The RIAA now plans to try an approach that relies on the cooperation of Internet-service providers. The trade group said it has hashed out preliminary agreements with major ISPs under which it will send a series of emails to the provider when it finds a provider’s customers making music available online for others to take.”

Number one – lets see if this actually happens, and

Number two – lets hope the ISPs will see first-hand the value in obtaining blanket licenses to permit the trading of music files online, rather than becoming the hired thug of the music industry…

Read the whole Wall Street Journal article here.

If you look at how people are getting their music these days you see that the companies fighting for the people who pay for music are battling over an ever-smaller piece of the pie.
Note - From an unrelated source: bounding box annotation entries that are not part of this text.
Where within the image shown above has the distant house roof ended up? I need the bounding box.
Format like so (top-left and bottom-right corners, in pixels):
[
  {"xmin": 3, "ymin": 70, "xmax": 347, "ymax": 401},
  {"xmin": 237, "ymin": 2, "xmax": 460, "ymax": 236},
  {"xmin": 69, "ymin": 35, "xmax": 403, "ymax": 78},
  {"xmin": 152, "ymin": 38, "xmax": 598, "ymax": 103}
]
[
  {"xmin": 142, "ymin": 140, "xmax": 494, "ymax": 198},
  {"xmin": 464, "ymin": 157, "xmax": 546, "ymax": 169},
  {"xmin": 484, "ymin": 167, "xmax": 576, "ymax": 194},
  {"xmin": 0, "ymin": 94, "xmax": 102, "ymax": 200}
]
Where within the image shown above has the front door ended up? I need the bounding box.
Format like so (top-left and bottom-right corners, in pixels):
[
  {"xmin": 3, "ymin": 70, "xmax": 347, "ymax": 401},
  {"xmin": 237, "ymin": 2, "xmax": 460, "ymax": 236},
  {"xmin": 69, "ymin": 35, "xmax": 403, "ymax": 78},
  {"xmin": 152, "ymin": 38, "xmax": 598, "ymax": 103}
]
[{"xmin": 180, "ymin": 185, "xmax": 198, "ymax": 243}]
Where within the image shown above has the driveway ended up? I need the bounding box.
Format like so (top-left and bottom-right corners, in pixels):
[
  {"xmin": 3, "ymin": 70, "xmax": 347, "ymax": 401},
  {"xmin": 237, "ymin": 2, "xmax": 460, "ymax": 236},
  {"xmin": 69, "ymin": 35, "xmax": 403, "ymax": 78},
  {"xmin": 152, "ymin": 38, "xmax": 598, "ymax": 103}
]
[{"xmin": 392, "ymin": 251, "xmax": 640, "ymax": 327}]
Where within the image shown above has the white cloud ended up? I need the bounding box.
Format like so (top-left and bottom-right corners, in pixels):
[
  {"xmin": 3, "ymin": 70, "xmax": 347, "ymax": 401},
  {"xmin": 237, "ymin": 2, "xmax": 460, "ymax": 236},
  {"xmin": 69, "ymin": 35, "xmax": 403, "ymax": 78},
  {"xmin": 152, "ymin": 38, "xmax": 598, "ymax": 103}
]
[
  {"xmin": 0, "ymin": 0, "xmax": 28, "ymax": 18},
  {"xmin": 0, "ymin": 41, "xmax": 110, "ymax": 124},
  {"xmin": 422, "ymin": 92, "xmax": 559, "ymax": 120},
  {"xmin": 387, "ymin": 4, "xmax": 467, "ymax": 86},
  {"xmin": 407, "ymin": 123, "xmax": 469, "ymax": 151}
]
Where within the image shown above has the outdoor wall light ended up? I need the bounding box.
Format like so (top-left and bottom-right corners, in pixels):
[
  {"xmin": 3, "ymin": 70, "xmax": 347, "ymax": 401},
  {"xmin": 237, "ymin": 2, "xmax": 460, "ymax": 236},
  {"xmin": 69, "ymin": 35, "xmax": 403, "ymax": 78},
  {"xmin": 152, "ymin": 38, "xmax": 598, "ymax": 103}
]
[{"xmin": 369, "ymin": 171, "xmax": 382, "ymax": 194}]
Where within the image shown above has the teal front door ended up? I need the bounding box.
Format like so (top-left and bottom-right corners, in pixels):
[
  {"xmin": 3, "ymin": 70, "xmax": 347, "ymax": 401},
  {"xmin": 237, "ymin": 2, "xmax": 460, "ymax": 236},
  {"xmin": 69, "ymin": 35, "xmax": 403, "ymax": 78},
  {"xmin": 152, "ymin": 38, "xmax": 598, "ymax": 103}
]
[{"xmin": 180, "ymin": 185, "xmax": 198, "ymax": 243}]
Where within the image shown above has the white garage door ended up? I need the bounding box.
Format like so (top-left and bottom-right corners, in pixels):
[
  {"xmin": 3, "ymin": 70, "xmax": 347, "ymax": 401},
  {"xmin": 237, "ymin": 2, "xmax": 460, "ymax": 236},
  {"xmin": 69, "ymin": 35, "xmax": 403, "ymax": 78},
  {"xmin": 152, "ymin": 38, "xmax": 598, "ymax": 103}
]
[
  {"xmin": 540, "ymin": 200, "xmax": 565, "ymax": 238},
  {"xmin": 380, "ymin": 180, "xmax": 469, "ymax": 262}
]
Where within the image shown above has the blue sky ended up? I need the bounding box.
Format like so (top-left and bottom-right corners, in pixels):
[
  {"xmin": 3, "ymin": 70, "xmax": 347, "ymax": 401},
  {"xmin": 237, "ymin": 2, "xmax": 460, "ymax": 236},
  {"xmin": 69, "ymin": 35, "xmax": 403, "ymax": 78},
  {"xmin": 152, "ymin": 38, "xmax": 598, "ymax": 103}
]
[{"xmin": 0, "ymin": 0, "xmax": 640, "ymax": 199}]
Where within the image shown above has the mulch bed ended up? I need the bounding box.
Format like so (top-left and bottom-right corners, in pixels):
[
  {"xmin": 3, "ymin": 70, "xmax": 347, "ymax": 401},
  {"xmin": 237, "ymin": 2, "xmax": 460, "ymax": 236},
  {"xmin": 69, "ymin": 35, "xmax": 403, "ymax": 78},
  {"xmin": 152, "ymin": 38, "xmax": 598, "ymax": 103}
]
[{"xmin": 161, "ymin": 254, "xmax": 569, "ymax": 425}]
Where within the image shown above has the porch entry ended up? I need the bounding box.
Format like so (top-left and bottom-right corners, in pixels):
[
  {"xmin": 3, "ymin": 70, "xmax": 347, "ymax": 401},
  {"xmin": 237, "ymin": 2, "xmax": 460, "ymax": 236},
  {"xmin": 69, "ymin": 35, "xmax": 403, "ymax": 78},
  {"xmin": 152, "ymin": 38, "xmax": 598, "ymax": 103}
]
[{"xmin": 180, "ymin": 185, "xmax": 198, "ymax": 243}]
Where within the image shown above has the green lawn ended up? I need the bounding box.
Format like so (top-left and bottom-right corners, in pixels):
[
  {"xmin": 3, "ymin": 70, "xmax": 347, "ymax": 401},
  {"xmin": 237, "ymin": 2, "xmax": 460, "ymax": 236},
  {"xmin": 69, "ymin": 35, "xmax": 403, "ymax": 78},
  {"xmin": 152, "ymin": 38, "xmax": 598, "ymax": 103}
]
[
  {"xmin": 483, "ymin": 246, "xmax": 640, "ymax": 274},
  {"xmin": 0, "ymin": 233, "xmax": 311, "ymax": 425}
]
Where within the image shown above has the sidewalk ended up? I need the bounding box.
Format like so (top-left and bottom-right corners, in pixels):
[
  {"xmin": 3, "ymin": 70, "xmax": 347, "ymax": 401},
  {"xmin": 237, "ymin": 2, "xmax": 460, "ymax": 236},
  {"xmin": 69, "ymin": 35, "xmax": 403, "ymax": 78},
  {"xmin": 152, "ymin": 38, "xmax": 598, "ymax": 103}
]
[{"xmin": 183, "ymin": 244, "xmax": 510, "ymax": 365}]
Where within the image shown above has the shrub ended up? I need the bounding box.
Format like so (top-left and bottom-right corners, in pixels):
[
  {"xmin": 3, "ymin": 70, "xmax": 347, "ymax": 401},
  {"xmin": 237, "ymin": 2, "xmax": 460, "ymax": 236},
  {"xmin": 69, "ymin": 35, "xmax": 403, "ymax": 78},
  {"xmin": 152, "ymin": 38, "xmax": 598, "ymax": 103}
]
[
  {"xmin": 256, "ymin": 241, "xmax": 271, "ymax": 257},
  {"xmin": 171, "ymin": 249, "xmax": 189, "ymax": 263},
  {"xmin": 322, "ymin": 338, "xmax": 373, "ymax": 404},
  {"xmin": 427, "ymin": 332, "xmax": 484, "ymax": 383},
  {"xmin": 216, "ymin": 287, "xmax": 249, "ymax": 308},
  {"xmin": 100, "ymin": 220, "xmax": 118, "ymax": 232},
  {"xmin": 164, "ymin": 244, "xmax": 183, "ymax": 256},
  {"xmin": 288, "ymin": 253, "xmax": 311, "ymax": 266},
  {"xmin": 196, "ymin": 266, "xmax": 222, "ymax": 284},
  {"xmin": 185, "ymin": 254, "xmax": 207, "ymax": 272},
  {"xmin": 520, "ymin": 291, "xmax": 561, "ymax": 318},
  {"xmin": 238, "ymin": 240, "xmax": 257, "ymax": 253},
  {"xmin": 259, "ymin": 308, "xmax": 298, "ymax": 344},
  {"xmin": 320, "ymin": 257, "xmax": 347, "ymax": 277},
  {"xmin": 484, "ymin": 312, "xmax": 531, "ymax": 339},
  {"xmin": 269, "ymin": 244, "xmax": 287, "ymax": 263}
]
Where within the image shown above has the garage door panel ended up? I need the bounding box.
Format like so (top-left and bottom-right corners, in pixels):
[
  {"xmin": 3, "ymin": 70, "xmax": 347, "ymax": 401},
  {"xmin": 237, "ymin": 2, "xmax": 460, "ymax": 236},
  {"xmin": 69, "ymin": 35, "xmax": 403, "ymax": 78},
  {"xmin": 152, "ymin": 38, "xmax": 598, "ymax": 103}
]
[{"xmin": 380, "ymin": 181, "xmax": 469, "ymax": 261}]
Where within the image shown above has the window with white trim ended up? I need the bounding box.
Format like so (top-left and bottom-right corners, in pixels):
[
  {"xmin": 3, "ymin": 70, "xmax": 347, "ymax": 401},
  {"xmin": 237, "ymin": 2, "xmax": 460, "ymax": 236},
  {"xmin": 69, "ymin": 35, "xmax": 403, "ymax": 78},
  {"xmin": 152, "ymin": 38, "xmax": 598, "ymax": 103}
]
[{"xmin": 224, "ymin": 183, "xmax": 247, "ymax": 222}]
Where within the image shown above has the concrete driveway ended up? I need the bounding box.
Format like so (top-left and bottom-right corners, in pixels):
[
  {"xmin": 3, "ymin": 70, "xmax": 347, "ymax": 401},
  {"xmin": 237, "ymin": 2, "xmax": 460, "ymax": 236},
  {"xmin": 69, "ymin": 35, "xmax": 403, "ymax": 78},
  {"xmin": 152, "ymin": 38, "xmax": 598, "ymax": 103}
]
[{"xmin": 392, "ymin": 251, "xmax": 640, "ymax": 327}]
NPD Market Research’s annual survey of Internet users, which is some 80 percent of the population these days, found that 10 percent of the music they acquired last year came from paid downloads. That is a big increase from 7 percent in 2006. But since the number of physical CDs they bought plummeted, the overall share of music they paid for fell to 42 percent from 48 percent.

How people acquire music 2006 and 2007

Most people are getting music from their friends — either burning CDs or ripping digital files. And despite the record industry’s crackdown, there is no reduction in the number of people of peer-to-peer file sharing service.

“The number of people who do peer to peer in 2007 versus 2006 has been stable,” said Russ Crupnick, who runs NPD’s music service. “The number of files taken per users has increased significantly.” This is because of the shift of many users from Limewire to BitTorrent, which makes it easier to download whole albums.

How people listen to music

Quite surprising is the continued strength of AM/FM radio. People listen to music on the radio more times per week than any other method. Listening to music on a computer has the third largest number of people, followed by listening on a portable device like an iPod.

The music labels will look at this data and say, “If we just stick with the CD and the Apple model we are in deeper trouble,” Mr. Crupnick said. Yes indeed.